What makes a song great?

Of course, the writing, the performance, and the arrangement are all important.

But there's another huge factor that's really easy to miss, the technology behind the music.

In some ways, technology is like an invisible instrument.

That's 20,000 Hertz producer Andrew Anderson.

We don't always notice the role it plays, but without it, songs just don't sound the same.

There are so many examples of new inventions that transformed the sound of music, from magnetic tape to electric guitars, to drum machines, and beyond.

Developments like these can change the course of music history, and sometimes they can even change the world.

Let's get into it.

Music recording began back in the late 1800s, and due to the limits of technology, these recordings sounded pretty rough.

As an example, here's a track from 1888 called The Lost Chord.

But over the next hundred years, recorded music became a closer and closer replication of live sound, thanks to inventions like reel-to-reel tape, multi-track recorders, and high-fidelity microphones like this one.

As time went on, musicians expected their instruments to sound as pristine as possible when captured on record.

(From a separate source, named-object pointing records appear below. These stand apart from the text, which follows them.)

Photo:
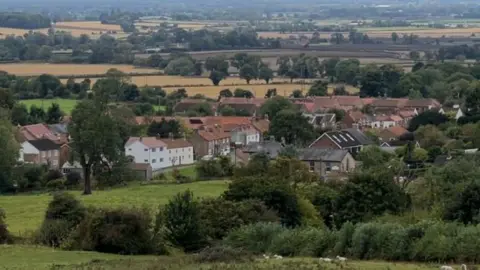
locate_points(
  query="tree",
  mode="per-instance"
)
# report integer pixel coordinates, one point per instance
(8, 158)
(98, 136)
(265, 73)
(427, 118)
(54, 114)
(395, 37)
(274, 105)
(247, 73)
(216, 77)
(183, 224)
(291, 126)
(384, 197)
(318, 88)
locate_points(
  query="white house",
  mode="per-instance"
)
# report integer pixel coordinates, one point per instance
(245, 135)
(149, 150)
(180, 152)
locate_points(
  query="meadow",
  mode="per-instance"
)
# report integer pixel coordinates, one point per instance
(29, 69)
(36, 257)
(257, 90)
(25, 212)
(66, 105)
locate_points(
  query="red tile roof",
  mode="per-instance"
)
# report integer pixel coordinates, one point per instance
(151, 142)
(176, 143)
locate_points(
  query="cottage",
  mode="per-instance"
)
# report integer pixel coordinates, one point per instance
(350, 139)
(150, 150)
(43, 151)
(325, 161)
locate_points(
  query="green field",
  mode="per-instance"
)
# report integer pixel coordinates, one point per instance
(66, 105)
(30, 257)
(25, 212)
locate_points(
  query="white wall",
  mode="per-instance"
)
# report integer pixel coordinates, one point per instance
(181, 156)
(156, 157)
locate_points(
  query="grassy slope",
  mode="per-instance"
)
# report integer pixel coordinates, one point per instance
(66, 105)
(29, 257)
(25, 212)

Here's a tune by the Benny Goodman sextep from the early 40s.

By modern standards, it sounds pretty vintage, but you can hear that recording quality had already come a long way since the 1880s.

But then in the 1950s something strange started to happen.

All of a sudden, you had these sounds that were just dirty and messed up.

That's journalist and author Greg Milner.

Greg literally wrote the book on the history of music technology and he says that the 1950s were a turning point.

Musicians just found ways to like mess it up to create sounds that were interesting if not sounds that were actually good based on normal standards of fidelity.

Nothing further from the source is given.